Second, in the administration’s 2012 budget request, President Obama identified $150 million in cuts to the agency’s budget. It seems that those already-identified targets would be a more logical place to start looking for trims than meals for senior citizens, most of whom have incomes of less than $20,000.

Finally, the agency’s budget justification notes on page 55 that it has kept spending on senior meals essentially flat from 2010 to 2012, resulting in 36 million fewer meals for senior citizens. That’s six times higher than the figure that Pelosi has decried as an affront to “national values.” The administration’s budget, in fact, has earned the ire of some advocates for hungry seniors. Perhaps 1600 Pennsylvania Avenue would be a more appropriate place for Pelosi to direct her outrage.
So, not only did Lou Jacobson miss the boat on this one, but Bryan White did so as well. The Washington Post ruling comparison would have carried greater weight in support of his bias contentions, as opposed to his Reibus comparison.  Or, he could have included both.

It seems PolitiFact, every now and then, cuts more slack than it should for members of either party, as it did in the case of Michele Bachmann’s claim about 16,500 IRS agents in charge of Obamacare. Maybe they’re being nice, or maybe they’re focusing too much on the statement itself and not looking enough at the background of it. I suspect the latter. Chalk one more up to “not reconcilable.”

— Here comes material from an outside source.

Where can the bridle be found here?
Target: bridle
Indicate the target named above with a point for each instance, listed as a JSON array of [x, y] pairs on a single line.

Also, for those who might be interested, here is how Pelosi and Bachmann compare:


At the end of 2010, Bachmann’s Truth Index was a pants-on-fire -123 (by the end of June she was overall -83). Now with some higher rulings in 2011 averaging -47, she’s brought it up to a still profligate -80. Pelosi, on the other hand, reversed direction. This past year she’s averaged a -77, which brought a close to baseline score of -4 down to an overall average of -41. So while overall Pelosi appears slightly more truthful, she’s been actually about 64% less truthful than Bachmann since the beginning of the year.

I can be as politi-psychotic as Bachmann!

3 comments:

Anonymous said...

I've only got three Pelosi statements in my database, and two of them fall in the "lie" category. My theory is this: politicians who speak for their party lie more than politicians who speak for themselves. The occupational category with the second worst [Quibbling Potatoes] Truth Index average values is "party boosters" (RNC, DNC, each party's senate and house committees, state and local branches of the parties, and the chairmen of the DNC and RNC when they are speaking in their capacity as party spokesmen). The worst values belong to the chain emails.

I count Pelosi and Boehner as politicians always, but their Truth Index scores (-0.67, -0.63) are below the average of their parties by a lot (D: 0.24, R: -0.07). For the record, Republican party boosters average -0.46, Democratic ones average -0.12, Reince Priebus is at a -0.67 average, while Debbie Wassermann Schultz is at 0.00 overall but -0.25 when she speaks in her capacity as DNC chairwoman.

- Steve

Karen S. said...

If they are the three I think they are (so far this year), the one that is Half True should probably have been False according to the Washington Post Fact Checker. This year,I have one PF Half True, one False and one Pants on Fire for Pelosi which works out to a -.83 (or -83.33 at x 100) I would agree with your theory, except that Pelosi's Truth Index was better when she was speaker than it has been this past year. You can see my rankings here: http://politi-psychotics.blogspot.com/2011/07/politifact-truth-index-rankings.html I multiply mine times 100 so (like you said) they "look cool" that way. Thanks.

Karen S. said...

My apologies, Steve, I think you compute your Truth Index differently than PF. I do mine like theirs, although I've done it 2 different ways up until the Truth Index. But the trend results are all the same. I would also note that the party "extremists" like Ron Paul and Dennis Kucinich are among the most truthful on the Index, simply because they're NOT speaking for the party, in keeping with your theory.